Ya bütününün altında olacak veya bütününün fevkinde olacak. Umumun altındaki şık ise, kimse diyemez ve dememiş; şeytan dahi diyemez. Öyle ise umumun fevkindedir.”

İşte bu kadar icmal ile On Sekizinci İşarette yazılmıştı. Sonra, onu izah için Yirmi Altıncı Mektubun “Hüccetü’l-Kur’ân alâ Hizbi’ş-Şeytan” namındaki Birinci Mebhası, o tabakanın i’câzdaki fehmini tasvir ve ispat eder.

İkinci tabaka: Gözlü tabakasıdır.
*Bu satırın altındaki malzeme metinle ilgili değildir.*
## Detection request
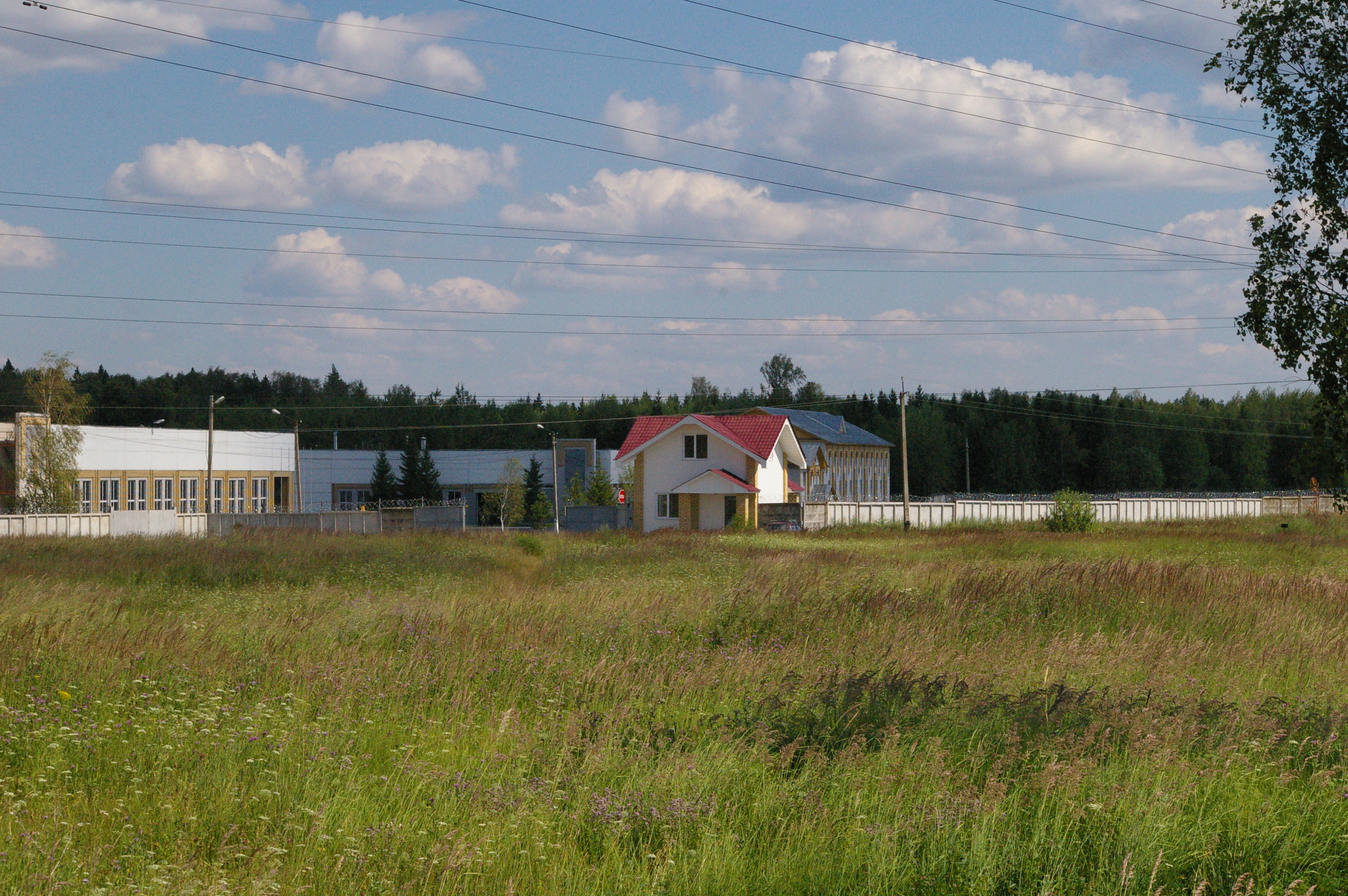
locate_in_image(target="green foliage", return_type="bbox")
[0,525,1348,896]
[759,354,805,403]
[369,449,397,501]
[15,352,89,513]
[515,535,547,556]
[397,439,440,504]
[1045,489,1096,532]
[1208,0,1348,490]
[585,466,618,507]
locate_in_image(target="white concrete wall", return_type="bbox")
[79,426,295,472]
[825,497,1263,528]
[639,423,755,532]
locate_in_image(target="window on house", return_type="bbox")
[99,480,121,513]
[178,480,197,513]
[229,480,248,513]
[155,480,173,511]
[75,480,93,513]
[655,495,678,520]
[127,480,150,511]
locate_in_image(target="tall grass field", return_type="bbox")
[0,517,1348,896]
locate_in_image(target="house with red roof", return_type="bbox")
[615,414,805,532]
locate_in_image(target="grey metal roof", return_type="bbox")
[760,407,894,447]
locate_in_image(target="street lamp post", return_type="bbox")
[206,395,225,513]
[271,408,302,513]
[538,423,562,535]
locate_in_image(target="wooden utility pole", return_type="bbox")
[890,376,912,528]
[206,395,216,513]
Yani, âmi avamdan veyahut aklı gözüne inmiş maddiyunlar tabakasına karşı, Kur’ân’ın gözle görünecek bir işaret-i i’câziyesi bulunduğu, On Sekizinci işarette dâvâ edilmiş.

Ve o dâvâyı tenvir ve ispat etmek için çok izaha lüzum vardı. Şimdi anladığımız mühim bir hikmet-i Rabbâniye cihetiyle o izah verilmedi.
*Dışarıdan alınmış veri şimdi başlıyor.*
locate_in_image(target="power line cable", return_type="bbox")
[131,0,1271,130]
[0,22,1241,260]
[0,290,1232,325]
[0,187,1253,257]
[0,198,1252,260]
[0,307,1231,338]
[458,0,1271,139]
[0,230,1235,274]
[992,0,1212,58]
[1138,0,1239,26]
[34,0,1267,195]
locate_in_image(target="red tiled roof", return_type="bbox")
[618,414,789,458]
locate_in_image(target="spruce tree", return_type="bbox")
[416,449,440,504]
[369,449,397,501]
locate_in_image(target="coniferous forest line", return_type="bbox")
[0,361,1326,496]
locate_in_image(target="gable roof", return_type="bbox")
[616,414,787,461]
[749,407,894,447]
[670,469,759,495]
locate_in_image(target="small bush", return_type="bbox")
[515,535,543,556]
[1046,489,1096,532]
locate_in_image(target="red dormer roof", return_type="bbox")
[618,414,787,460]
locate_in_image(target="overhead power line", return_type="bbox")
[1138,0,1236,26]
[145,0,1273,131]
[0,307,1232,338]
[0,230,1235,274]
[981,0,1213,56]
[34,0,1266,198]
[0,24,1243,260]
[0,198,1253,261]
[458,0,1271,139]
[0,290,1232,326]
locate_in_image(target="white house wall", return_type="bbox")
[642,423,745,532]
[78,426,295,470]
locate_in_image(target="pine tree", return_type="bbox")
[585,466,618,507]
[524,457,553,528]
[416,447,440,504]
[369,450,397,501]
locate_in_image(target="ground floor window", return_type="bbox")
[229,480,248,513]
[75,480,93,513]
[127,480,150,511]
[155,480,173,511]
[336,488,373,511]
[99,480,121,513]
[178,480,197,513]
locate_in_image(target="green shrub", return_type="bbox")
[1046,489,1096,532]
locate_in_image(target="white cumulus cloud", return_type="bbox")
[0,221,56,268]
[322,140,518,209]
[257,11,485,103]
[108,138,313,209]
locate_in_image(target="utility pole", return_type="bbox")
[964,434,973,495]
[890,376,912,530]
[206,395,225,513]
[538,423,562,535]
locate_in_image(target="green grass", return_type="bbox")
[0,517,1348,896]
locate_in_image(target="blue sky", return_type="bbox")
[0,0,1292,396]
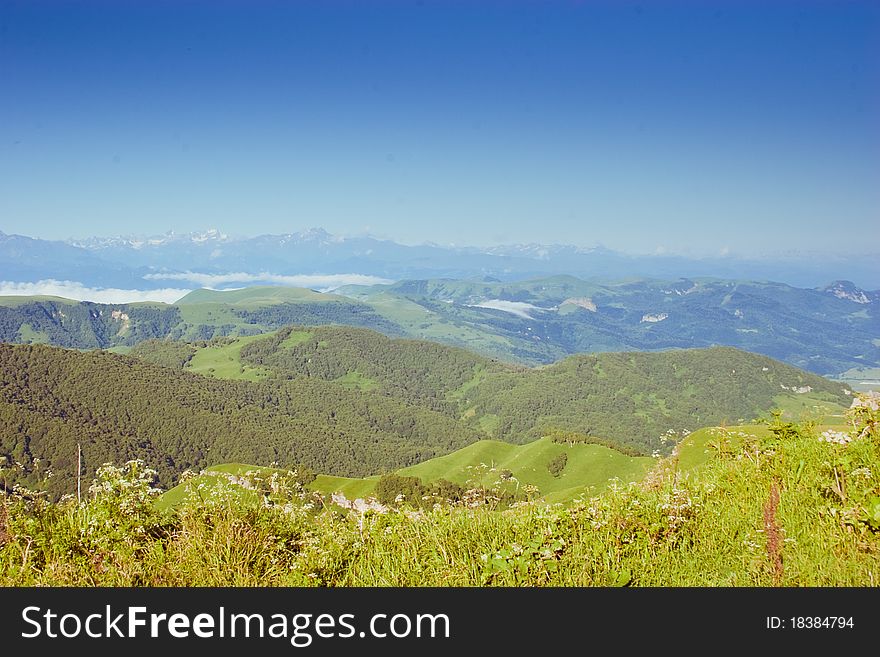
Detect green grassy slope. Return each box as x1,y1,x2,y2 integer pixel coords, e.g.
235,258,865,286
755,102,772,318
0,344,481,496
208,438,655,505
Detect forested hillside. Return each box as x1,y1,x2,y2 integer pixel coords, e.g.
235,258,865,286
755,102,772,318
0,345,480,495
127,326,849,455
468,347,849,454
241,326,522,412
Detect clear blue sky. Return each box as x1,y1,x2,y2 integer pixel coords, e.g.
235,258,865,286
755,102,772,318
0,0,880,254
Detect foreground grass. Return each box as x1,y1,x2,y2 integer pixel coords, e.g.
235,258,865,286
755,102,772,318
0,412,880,586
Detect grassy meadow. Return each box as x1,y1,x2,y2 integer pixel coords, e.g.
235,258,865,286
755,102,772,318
0,398,880,586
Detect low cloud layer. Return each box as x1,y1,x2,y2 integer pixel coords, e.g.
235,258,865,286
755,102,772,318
0,279,191,303
144,271,394,292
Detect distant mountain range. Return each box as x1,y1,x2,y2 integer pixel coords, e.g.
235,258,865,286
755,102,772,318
0,276,880,376
0,228,880,290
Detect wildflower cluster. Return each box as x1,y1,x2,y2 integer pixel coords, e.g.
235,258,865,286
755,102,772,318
819,429,852,445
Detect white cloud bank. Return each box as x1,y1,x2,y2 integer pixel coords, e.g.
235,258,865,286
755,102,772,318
144,271,394,292
0,279,192,303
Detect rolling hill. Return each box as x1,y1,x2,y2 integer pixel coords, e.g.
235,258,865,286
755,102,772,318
0,276,880,378
129,326,848,455
0,345,482,496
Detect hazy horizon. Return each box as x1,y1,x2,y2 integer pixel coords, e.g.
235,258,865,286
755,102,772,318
0,0,880,257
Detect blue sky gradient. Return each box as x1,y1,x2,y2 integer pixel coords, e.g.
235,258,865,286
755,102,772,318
0,0,880,255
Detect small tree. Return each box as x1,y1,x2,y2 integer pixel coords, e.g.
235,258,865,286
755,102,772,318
547,452,568,477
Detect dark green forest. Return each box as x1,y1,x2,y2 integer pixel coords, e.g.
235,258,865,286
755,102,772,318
131,327,849,455
0,345,481,496
469,347,849,454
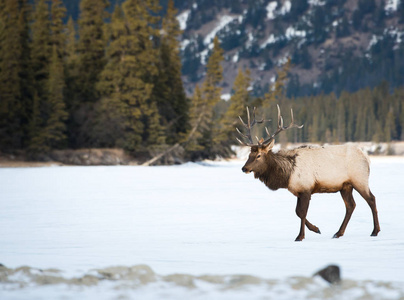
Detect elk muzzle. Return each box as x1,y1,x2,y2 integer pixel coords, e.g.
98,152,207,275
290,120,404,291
241,165,251,174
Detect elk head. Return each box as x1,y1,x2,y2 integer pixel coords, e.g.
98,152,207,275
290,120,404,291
236,105,303,174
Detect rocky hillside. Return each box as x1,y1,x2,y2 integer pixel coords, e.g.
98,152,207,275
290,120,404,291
176,0,404,96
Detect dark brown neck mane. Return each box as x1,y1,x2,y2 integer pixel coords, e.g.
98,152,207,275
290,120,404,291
254,151,297,190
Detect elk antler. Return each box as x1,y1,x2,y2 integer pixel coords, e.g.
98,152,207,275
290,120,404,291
236,106,270,147
236,105,303,147
261,104,303,145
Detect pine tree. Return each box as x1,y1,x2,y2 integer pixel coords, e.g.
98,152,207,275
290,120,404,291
152,0,188,143
97,1,163,151
50,0,66,57
31,0,52,95
43,44,67,149
219,69,251,147
77,0,108,102
64,16,80,113
187,36,223,157
184,85,209,153
0,0,23,150
18,0,34,148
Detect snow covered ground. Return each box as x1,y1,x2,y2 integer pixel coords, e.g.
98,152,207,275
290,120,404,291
0,157,404,299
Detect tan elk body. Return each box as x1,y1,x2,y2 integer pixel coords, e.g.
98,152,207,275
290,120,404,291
237,106,380,241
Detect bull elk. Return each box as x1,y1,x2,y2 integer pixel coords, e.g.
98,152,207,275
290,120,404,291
236,106,380,241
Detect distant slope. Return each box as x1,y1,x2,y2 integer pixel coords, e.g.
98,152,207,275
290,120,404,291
60,0,404,96
179,0,404,96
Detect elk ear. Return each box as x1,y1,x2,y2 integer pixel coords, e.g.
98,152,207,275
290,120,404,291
262,139,275,153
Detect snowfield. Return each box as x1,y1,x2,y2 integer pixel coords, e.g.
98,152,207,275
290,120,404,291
0,157,404,299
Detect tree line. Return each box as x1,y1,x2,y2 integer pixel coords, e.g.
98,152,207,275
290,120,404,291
0,0,404,160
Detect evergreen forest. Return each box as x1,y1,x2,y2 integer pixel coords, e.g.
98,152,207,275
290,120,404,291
0,0,404,160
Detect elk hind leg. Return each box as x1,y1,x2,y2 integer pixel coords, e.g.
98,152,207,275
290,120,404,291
305,218,321,234
334,184,356,238
295,193,312,242
355,187,380,236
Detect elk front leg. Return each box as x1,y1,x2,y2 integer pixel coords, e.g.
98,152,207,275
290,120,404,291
333,184,356,238
306,218,321,234
295,193,310,242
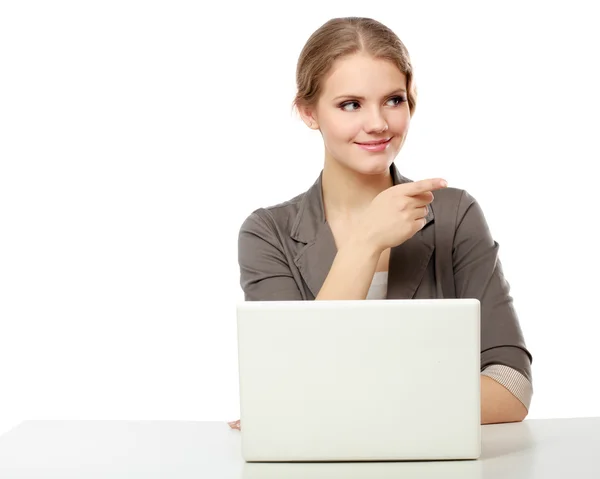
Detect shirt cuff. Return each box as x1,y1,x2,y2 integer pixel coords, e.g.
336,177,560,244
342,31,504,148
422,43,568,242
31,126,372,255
481,364,533,411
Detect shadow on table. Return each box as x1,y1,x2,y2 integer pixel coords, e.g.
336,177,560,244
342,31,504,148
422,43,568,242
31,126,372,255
242,424,533,479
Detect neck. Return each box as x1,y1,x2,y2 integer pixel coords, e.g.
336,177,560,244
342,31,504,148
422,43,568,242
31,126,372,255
322,158,393,216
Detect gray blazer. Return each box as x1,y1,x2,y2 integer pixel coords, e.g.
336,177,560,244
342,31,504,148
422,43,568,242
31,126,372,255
238,165,532,382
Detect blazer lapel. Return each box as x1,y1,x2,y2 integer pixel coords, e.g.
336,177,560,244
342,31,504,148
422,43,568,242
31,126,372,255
290,164,434,299
291,172,337,297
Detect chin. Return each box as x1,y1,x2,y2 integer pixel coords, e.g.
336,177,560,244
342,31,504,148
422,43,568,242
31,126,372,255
353,154,394,175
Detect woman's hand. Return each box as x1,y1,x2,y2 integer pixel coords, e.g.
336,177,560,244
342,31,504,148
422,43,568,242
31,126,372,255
354,178,447,252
Pek cüz’î birkaç cüz’iyâtına işaret edilmişti. Şimdi o hikmetin sırrı anlaşıldı ve tehiri daha evlâ olduğuna kat’î kanaatimiz geldi. Şimdi, o tabakanın fehmini ve zevkini teshil etmek için, kırk vücuh-u i’câzdan, gözle görülen bir vechini, bir Kur’ân’ı yazdırdık ki o yüzü göstersin.

Bediüzzaman Said Nursi
Mektubat - Yirmi Dokuzuncu Mektup - Üçüncü Risale olan Üçüncü Kısım

HABERE YORUM KAT
YORUM KURALLARI: Risale Haber yayın politikasına uymayan;
Küfür, hakaret, rencide edici cümleler veya imalar, inançlara saldırı içeren, imla kuralları ile yazılmamış,
Türkçe karakter kullanılmayan ve BÜYÜK HARFLERLE yazılmış yorumlar
Adınız kısmına uygun olmayan ve saçma rumuzlar onaylanmamaktadır.
Anlayışınız için teşekkür ederiz.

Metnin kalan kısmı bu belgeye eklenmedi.